When we arrived, though, Brody and Noah were playing a very slow, sore game of hoops in the driveway. Brody took one look at Sawyer and said, “Oh God, what’s wrong? Don’t let him go in there.” But Sawyer had already broken away from me and disappeared inside.
“Why not?” Harper asked Brody.
“Aidan is plastered, and Will is in rare form.”
That made Harper and me speed up. As we hustled inside, I could hear Tia talking with Angelica right beside the door. “Aidan dated Kaye for three years, Angelica. You can’t expect him to forget that overnight— Oh.” She’d seen me, and she stepped into my path. “Sawyer just came in. He looks awful. What happened?”
I just shook my head, but Harper right behind me said, “Everything we thought, and worse.”
From the next room, I heard Will’s voice rising. Along with Harper and several other people, I peered into one of about six living rooms or dens or libraries on the bottom floor of the vast house.
The first thing I saw was Sawyer, with the same scary look on his face, standing in the opposite doorway.
Second I focused on Will, who was standing over Aidan, pointing down at him. Aidan was definitely drunk. There wasn’t any alcohol officially at this party. My class’s usual way around that was to go drink in someone’s parked car, then come back.

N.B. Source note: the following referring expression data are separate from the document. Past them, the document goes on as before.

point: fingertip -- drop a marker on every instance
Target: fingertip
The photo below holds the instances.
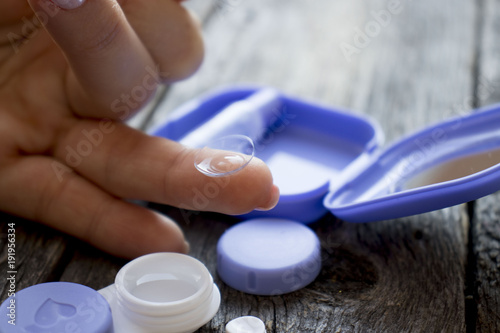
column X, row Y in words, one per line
column 272, row 201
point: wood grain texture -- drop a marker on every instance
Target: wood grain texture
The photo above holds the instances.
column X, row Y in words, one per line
column 40, row 254
column 486, row 241
column 486, row 223
column 405, row 275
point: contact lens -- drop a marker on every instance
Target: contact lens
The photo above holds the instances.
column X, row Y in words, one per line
column 225, row 156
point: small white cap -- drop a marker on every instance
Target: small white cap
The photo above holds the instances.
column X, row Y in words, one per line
column 246, row 324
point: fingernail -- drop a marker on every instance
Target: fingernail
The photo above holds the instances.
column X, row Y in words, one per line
column 273, row 201
column 68, row 4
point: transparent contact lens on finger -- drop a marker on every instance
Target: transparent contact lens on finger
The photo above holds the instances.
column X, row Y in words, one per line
column 225, row 156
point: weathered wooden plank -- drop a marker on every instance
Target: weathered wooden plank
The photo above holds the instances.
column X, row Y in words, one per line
column 486, row 227
column 40, row 253
column 393, row 276
column 486, row 242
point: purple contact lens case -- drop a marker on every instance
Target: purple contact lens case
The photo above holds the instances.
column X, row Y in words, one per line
column 56, row 307
column 325, row 159
column 268, row 256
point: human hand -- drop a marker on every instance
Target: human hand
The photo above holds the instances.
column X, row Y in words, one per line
column 67, row 160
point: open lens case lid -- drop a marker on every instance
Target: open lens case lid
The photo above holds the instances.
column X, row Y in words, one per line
column 326, row 159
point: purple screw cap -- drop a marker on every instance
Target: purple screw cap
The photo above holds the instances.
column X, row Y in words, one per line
column 56, row 307
column 268, row 256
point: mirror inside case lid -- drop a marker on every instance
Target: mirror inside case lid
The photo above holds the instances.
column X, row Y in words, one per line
column 447, row 164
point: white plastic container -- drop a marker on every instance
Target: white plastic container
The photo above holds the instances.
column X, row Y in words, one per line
column 162, row 292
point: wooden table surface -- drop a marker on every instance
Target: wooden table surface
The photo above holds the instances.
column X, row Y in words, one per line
column 408, row 64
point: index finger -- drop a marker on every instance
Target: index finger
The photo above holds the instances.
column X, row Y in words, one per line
column 109, row 65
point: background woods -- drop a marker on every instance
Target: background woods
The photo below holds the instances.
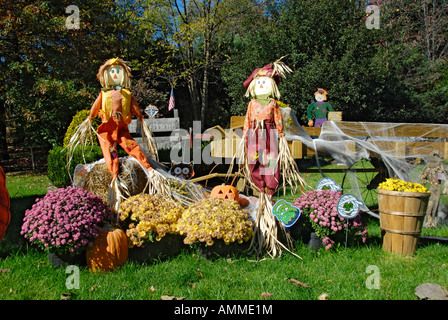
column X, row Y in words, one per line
column 205, row 49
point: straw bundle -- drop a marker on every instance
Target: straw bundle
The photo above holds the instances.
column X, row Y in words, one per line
column 157, row 183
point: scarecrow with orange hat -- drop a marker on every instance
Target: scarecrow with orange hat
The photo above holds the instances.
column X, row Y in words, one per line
column 264, row 153
column 116, row 105
column 319, row 109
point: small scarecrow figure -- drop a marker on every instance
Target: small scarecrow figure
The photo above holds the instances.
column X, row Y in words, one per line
column 319, row 109
column 116, row 105
column 264, row 152
column 434, row 172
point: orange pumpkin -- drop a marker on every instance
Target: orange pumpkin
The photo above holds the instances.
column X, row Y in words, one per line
column 109, row 250
column 5, row 202
column 225, row 192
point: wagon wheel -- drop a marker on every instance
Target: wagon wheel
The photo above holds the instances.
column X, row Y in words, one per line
column 362, row 180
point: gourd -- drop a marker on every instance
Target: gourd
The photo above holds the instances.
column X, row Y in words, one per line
column 225, row 192
column 5, row 213
column 109, row 250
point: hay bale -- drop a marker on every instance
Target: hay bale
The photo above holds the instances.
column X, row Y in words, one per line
column 98, row 179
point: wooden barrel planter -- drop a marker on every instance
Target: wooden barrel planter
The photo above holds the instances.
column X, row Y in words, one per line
column 401, row 219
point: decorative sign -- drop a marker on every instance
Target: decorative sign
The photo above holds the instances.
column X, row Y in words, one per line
column 151, row 110
column 348, row 206
column 286, row 212
column 328, row 183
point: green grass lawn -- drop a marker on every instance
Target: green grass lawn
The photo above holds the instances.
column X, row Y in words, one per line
column 360, row 272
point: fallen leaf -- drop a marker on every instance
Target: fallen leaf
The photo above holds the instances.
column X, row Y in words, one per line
column 323, row 296
column 297, row 282
column 266, row 295
column 431, row 291
column 171, row 298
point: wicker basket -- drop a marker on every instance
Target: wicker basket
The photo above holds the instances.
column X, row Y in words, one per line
column 401, row 219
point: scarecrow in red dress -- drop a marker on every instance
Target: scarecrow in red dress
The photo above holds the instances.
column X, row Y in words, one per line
column 264, row 151
column 116, row 105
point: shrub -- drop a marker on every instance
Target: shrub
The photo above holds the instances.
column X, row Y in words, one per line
column 66, row 220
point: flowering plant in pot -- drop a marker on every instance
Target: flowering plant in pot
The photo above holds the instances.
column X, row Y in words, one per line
column 65, row 221
column 320, row 209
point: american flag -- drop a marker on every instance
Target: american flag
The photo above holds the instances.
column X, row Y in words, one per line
column 171, row 104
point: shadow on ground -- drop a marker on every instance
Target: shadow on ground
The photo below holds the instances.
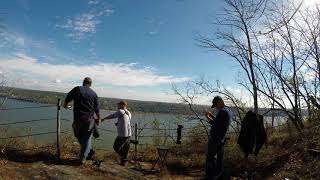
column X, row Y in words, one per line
column 32, row 157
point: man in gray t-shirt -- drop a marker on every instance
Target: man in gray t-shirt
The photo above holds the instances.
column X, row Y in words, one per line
column 122, row 143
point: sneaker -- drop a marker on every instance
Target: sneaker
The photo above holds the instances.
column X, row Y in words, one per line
column 90, row 155
column 122, row 163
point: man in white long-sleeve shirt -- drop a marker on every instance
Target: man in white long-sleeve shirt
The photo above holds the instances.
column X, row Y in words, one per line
column 122, row 143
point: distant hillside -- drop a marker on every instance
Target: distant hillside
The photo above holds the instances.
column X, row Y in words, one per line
column 49, row 97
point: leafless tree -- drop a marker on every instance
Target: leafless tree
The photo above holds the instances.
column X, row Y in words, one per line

I’d known Aidan to imbibe that way. But not like this. His eyelids were heavy, and he seemed to be having a hard time keeping his head high as Will shouted down at him in his Minnesota accent. “How could you do that? So she’s your ex-girlfriend. You broke up with her. You’re trying to ruin her life, along with Sawyer’s, and you don’t care if you take some of the rest of us down too. We’re just collateral damage. What kind of student council president are you?”